À mesure que nous changeons, notre passé se ternit, s’efface, et le souvenir qui nous en demeure n’est plus qu’une sorte de squelette. Mais dans ces lettres, c’était la vie ; c’était ma vie d’enfant tout entière, avec sa forme et son coloris, qui m’était rendue. J’en ai pleuré ; et de nouveau je l’ai vécue des jours entiers, avec délices et amertume. Donc, je te confie mes vingt-sept ans, et ce frais amour qui s’est emparé de moi. Tu me rendras cela dans quelques années.

J’aime autant, certes, que la première fois ; mais ce n’est plus de la même manière. Cette fois, j’ai besoin de me rendre compte de mes impressions. Je suis moins instinctif, moins aveugle.
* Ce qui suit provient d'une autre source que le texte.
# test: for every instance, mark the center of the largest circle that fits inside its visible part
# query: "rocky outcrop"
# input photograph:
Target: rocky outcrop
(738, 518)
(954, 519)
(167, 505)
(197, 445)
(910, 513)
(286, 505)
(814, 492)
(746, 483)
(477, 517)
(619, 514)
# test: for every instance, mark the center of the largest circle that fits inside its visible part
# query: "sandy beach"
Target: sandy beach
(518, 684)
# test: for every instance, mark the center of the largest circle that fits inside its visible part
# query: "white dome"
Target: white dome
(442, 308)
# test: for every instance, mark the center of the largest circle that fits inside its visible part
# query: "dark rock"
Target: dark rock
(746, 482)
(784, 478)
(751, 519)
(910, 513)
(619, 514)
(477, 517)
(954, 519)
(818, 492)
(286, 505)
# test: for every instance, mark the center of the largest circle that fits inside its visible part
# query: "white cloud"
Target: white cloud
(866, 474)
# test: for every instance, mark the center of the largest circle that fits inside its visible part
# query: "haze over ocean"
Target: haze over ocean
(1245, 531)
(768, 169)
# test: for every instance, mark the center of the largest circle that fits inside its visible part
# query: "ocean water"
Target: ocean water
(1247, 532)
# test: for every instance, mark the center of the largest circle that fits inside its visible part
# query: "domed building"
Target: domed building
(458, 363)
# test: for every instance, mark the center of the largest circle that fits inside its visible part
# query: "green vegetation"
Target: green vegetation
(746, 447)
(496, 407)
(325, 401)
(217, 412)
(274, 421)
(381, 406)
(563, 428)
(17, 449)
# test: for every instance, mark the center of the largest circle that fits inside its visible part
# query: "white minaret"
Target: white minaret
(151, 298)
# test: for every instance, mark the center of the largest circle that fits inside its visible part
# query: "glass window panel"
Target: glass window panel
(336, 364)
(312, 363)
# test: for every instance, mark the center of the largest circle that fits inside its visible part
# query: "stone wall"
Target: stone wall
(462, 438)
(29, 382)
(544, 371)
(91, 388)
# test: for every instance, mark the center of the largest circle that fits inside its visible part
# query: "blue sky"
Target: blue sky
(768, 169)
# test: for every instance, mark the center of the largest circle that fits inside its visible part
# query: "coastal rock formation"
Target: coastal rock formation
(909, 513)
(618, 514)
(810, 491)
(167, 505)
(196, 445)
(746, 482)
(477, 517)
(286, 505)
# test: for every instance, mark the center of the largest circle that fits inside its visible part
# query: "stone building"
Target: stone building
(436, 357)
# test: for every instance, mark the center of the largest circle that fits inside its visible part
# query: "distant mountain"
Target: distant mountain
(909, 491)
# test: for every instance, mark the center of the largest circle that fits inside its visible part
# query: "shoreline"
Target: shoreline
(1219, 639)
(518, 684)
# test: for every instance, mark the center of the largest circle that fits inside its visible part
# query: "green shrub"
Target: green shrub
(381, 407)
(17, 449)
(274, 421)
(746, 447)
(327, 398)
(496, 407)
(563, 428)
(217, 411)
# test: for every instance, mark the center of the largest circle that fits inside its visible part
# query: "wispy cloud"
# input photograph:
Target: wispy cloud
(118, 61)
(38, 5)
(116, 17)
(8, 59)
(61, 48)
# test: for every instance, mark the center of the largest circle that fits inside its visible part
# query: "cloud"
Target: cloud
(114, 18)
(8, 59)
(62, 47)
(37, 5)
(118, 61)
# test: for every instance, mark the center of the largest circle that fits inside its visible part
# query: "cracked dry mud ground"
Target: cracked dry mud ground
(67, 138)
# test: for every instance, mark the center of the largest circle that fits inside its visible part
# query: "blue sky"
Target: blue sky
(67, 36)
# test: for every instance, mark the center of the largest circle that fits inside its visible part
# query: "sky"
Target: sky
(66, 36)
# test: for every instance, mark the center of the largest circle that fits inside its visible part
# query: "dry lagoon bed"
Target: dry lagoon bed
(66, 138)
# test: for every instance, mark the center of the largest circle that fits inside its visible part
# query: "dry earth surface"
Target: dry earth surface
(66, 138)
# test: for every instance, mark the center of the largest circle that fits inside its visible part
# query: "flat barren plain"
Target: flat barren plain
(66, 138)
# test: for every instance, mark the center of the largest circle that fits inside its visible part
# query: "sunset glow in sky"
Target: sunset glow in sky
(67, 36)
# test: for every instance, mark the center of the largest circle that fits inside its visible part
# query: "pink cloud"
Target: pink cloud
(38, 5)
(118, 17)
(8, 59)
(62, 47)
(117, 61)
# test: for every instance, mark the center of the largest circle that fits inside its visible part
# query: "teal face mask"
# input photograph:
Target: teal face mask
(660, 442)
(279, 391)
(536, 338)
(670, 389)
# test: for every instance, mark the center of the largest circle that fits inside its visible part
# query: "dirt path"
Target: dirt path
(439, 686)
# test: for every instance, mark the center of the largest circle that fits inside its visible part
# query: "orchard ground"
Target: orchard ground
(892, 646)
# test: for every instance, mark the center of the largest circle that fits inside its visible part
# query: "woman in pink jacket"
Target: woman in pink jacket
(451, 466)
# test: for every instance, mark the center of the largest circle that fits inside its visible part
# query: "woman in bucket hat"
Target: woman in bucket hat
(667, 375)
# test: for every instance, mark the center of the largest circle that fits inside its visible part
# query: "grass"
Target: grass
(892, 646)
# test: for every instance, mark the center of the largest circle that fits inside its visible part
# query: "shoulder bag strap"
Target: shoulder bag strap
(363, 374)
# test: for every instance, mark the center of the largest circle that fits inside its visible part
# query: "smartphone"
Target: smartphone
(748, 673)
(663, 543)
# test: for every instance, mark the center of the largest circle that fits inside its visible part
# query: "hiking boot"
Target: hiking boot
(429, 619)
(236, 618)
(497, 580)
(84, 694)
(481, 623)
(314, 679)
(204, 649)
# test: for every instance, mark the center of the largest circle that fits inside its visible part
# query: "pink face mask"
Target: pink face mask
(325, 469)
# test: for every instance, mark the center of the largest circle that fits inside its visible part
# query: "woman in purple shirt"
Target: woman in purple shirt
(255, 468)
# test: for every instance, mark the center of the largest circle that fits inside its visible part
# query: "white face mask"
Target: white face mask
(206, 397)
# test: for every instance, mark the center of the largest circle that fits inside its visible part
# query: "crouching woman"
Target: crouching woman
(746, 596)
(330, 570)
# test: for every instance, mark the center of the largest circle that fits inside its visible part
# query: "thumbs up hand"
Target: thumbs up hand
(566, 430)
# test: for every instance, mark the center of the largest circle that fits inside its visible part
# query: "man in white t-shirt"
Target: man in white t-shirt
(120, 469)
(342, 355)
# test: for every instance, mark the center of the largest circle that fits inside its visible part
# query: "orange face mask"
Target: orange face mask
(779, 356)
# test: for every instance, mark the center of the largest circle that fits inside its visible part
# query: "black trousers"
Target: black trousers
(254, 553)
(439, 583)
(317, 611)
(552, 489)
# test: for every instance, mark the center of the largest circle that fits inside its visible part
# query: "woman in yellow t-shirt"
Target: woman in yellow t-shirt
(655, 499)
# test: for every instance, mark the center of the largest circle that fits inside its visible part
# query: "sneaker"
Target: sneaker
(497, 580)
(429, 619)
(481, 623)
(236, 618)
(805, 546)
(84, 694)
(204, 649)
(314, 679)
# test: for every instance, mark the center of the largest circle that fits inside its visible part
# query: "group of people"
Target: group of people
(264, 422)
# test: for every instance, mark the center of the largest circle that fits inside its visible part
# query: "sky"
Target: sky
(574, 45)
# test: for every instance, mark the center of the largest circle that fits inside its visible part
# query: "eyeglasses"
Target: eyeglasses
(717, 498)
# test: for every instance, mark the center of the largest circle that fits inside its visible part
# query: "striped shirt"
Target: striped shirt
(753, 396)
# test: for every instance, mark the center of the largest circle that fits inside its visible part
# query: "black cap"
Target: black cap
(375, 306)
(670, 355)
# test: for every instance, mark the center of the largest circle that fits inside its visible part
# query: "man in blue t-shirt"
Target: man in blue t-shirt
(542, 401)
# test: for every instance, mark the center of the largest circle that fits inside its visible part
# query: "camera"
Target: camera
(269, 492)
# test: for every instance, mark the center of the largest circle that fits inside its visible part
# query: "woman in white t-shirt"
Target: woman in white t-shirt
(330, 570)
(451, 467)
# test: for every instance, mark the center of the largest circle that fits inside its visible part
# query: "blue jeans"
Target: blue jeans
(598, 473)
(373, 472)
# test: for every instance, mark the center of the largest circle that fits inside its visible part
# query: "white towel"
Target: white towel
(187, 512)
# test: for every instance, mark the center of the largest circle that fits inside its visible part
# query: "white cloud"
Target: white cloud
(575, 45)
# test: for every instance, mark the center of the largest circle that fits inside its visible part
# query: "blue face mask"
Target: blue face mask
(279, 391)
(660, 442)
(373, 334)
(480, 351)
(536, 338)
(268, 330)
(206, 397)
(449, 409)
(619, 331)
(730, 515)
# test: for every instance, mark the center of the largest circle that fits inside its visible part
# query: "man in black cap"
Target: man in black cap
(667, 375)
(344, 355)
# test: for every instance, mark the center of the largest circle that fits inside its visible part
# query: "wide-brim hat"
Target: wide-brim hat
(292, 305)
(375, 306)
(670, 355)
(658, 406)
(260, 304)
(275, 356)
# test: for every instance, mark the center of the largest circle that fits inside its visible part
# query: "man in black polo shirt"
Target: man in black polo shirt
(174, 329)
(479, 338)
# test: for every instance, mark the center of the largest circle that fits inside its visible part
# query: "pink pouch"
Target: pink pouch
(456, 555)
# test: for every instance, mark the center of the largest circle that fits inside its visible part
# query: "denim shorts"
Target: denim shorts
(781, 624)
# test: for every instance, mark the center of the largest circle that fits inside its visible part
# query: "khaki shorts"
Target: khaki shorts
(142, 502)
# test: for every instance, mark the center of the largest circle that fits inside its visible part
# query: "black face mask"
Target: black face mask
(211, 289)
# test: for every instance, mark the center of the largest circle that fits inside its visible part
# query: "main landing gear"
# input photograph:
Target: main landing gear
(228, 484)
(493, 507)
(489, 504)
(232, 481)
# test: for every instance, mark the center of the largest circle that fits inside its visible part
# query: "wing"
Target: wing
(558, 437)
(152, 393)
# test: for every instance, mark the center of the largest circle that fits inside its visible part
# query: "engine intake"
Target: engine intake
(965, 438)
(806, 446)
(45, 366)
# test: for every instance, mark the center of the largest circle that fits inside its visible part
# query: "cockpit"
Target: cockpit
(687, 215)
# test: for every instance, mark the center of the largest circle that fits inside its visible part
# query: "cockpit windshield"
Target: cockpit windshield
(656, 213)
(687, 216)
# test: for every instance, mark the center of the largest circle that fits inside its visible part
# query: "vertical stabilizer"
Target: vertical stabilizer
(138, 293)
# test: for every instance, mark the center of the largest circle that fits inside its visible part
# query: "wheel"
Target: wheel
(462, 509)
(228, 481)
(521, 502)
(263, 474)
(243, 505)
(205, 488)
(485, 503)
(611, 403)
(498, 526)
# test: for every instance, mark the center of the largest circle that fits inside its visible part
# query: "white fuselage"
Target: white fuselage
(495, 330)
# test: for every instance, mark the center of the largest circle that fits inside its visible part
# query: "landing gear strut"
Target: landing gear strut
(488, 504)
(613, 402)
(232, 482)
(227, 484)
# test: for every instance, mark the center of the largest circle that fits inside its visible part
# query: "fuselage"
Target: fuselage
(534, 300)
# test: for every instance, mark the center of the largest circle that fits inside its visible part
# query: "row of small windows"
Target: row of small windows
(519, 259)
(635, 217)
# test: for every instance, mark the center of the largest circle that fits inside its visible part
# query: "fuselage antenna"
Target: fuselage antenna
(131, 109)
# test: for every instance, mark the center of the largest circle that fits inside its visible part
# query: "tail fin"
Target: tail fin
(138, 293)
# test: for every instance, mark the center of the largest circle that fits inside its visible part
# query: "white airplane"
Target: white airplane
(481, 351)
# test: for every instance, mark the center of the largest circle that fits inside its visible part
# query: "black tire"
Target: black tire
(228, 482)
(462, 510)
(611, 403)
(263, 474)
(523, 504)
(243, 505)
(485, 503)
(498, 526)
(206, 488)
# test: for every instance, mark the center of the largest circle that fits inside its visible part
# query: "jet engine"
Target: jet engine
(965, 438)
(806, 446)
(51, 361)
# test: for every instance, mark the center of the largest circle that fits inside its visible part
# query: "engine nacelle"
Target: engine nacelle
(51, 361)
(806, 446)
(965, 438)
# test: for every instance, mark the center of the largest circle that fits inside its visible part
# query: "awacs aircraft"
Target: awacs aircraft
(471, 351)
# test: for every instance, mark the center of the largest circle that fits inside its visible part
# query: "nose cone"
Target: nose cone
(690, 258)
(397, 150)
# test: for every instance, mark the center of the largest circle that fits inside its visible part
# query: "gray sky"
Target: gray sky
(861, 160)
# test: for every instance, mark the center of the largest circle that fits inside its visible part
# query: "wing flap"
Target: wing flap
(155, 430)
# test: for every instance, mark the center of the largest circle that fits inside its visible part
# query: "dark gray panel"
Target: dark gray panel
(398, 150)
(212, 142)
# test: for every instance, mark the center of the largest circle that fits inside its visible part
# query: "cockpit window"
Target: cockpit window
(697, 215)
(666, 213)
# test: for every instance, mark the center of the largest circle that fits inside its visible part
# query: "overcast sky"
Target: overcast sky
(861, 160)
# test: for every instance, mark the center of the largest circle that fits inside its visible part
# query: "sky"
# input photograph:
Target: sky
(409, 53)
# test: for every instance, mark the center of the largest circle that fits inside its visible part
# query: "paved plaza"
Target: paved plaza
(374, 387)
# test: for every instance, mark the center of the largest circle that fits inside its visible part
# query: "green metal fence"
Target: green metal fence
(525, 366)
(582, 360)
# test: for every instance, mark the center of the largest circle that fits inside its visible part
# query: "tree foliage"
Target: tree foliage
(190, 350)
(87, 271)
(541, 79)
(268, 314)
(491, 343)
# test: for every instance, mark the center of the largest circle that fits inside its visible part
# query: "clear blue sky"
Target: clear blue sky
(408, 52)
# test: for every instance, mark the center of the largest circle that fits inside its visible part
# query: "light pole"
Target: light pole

Senté-je moins vivement ? Je ne crois pas.

Oui, l’on étouffe chez la femme le naturel par cent réserves, par une dissimulation que de profonds philosophes découvrent ensuite sous le nom d’instinct féminin. Quand je lui ai dit : — Vous me cherchiez ? c’est presque naïvement qu’elle m’a répondu :

— Non, j’étais venue là me promener un peu. Je vous croyais du côté de l’avenue.

Je lui ai pris les mains et l’ai regardée dans les yeux avec reproche ; elle a beaucoup rougi.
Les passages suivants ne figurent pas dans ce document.